I recently saw a giant list of links to Udemy courses, in the form below. I found this unwieldy and impossible to read, so I wrote a python script to extract out the titles and add formatting.
Coupons are valid for a limited time only, so grab them while they last.
WEB DEVELOPMENT
www.udemy.com/ultimate-web/learn/v4/?couponCode=LRNWEB
www.udemy.com/responsive-website-template-from-scratch-html-css/?couponCode=FREEFB
www.udemy.com/web-design-creating-websites-from-scratch/?couponCode=WEBFREE
My script changed the links and added dashed separators to distinguish when the topic changed.

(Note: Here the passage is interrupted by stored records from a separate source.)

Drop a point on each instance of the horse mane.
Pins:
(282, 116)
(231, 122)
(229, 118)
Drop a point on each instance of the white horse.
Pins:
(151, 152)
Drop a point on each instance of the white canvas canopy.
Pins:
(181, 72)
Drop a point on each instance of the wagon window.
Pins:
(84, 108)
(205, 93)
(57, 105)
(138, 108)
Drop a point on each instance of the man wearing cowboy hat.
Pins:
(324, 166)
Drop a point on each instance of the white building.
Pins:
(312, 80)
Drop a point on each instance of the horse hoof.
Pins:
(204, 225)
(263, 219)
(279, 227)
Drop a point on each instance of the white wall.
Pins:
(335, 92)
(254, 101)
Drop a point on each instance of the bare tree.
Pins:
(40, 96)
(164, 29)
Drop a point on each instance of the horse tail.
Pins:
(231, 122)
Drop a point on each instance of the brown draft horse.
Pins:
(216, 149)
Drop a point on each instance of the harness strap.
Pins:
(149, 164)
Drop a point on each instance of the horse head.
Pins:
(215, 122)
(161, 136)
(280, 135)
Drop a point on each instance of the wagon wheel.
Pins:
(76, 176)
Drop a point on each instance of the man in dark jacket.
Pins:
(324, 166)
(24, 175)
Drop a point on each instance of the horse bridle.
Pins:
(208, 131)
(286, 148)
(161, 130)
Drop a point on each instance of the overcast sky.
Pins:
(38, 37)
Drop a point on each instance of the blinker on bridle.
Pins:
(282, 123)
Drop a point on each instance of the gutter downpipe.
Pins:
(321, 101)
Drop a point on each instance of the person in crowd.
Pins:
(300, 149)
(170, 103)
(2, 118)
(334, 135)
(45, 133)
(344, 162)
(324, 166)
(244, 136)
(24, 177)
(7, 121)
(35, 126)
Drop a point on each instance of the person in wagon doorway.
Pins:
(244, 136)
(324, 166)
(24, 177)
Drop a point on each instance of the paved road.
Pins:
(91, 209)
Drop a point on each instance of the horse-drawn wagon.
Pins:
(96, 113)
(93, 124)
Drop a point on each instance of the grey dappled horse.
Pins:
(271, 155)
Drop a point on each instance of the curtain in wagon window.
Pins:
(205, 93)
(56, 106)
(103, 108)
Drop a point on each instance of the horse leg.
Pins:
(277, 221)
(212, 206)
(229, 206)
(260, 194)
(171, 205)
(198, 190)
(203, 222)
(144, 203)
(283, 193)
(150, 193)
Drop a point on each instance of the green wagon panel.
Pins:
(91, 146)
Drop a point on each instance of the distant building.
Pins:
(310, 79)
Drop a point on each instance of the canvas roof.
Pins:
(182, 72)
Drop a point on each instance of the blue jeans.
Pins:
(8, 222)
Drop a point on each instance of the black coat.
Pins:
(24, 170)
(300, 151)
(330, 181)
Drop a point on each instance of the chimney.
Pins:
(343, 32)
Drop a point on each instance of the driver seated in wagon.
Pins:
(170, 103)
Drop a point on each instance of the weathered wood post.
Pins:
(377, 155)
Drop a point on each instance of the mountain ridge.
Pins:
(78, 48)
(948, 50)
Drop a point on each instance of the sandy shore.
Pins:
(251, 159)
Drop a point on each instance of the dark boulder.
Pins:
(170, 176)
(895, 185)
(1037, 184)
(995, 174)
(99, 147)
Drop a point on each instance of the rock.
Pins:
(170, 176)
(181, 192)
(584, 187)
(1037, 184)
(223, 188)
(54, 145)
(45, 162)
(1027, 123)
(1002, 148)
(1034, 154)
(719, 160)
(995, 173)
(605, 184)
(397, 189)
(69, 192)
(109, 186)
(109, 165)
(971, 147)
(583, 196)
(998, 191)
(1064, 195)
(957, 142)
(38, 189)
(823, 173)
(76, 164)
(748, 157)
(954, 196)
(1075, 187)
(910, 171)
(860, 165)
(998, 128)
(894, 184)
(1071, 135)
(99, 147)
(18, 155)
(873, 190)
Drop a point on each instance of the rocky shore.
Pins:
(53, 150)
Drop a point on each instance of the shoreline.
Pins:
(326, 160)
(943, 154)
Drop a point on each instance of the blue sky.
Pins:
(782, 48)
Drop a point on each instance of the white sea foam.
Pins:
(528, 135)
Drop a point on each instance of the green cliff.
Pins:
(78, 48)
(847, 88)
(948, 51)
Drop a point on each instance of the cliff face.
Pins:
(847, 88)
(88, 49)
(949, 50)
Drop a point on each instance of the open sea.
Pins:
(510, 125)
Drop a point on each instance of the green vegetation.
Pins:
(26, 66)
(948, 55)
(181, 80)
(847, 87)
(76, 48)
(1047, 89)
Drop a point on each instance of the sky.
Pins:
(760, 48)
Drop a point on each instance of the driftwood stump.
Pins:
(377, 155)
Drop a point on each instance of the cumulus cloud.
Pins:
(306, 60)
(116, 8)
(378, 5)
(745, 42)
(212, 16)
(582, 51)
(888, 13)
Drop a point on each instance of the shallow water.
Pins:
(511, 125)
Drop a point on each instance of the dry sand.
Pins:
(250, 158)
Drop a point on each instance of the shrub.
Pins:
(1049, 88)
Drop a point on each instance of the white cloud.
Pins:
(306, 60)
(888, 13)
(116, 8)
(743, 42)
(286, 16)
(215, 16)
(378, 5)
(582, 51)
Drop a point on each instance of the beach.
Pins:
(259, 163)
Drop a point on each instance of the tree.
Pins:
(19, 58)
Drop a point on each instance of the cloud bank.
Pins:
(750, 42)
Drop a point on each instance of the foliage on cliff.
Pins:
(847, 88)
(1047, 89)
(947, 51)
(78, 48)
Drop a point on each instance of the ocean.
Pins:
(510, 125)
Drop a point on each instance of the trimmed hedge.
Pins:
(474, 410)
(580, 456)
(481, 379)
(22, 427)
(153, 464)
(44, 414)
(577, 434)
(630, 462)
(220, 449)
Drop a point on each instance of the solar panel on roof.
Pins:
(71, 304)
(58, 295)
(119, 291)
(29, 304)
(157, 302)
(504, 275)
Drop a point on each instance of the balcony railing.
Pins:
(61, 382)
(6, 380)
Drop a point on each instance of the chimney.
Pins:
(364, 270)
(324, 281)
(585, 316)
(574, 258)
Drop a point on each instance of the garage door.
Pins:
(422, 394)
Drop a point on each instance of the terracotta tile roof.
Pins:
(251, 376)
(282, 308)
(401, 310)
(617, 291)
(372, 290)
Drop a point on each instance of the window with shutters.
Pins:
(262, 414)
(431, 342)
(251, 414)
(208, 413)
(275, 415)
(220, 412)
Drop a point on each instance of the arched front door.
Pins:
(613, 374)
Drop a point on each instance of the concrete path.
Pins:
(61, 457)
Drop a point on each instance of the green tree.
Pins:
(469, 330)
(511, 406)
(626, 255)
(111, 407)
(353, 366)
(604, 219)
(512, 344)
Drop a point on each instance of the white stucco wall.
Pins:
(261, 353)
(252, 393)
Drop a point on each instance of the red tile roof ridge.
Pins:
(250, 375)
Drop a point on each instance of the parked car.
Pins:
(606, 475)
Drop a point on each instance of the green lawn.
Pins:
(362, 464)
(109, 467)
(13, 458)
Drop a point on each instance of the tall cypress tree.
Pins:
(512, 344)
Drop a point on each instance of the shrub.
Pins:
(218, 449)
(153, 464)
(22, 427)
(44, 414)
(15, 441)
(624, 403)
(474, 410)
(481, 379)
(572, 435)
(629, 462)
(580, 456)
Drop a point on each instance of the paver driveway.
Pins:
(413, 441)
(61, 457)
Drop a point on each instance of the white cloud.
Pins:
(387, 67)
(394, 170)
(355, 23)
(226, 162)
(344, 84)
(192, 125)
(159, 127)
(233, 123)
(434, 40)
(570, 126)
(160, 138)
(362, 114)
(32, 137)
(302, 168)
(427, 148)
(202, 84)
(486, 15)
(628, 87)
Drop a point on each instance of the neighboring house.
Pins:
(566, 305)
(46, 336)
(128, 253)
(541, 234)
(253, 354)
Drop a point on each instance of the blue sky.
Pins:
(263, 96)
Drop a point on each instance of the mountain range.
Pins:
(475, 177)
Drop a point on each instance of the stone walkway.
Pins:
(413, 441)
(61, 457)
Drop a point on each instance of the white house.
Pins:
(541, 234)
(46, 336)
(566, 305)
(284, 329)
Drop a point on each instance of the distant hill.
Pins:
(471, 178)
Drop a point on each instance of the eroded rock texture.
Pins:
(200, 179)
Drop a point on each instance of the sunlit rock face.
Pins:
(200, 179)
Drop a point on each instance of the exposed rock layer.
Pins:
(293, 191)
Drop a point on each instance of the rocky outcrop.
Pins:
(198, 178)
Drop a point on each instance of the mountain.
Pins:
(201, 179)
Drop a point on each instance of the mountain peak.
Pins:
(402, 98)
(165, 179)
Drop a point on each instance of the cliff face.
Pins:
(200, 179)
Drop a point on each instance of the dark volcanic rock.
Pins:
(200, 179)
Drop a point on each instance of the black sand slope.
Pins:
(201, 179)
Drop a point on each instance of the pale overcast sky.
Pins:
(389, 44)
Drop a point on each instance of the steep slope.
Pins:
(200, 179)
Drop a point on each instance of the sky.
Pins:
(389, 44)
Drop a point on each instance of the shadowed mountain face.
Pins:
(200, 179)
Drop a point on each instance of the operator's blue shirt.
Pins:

Coupons are valid for a limited time only, so grab them while they last.
WEB DEVELOPMENT
------------------------------------------------------------------------------
ultimate web
www.udemy.com/ultimate-web/learn/v4/?couponCode=LRNWEB
responsive website template from scratch html css
www.udemy.com/responsive-website-template-from-scratch-html-css/?couponCode=FREEFB
web design creating websites from scratch
www.udemy.com/web-design-creating-websites-from-scratch/?couponCode=WEBFREE
The Code
I used regular expressions for the extraction, and then wrote several output formats for the links, including HTML anchor tags, markdown format, and the currently shown format where urls are tabbed in. This was because pastebin wouldn’t accept links with alternate text.
import re
def ProcessLine(pattern, line):
match = re.search(pattern, line)
if match is None:
return line + "*" * 79 + "\n"
else:
words = match.group(1).replace("-", " ")
# This one simply puts a line between text and link so pastebin can use it
return f'{words}\n\t\t{line}\n'
# www.udemy.com/applewatchcourse/?couponCode=EnrollFREE
if __name__ == '__main__':
# Extract the text after '.com/' and the next slash
pattern = re.compile(r'^www[.]udemy[.]com[/]([^/]+)[/]')
with open('links.txt', 'r') as read:
with open('fixedlinks.txt', 'w' ) as write:
for line in read:
write.write(f'{ProcessLine(pattern, line)}')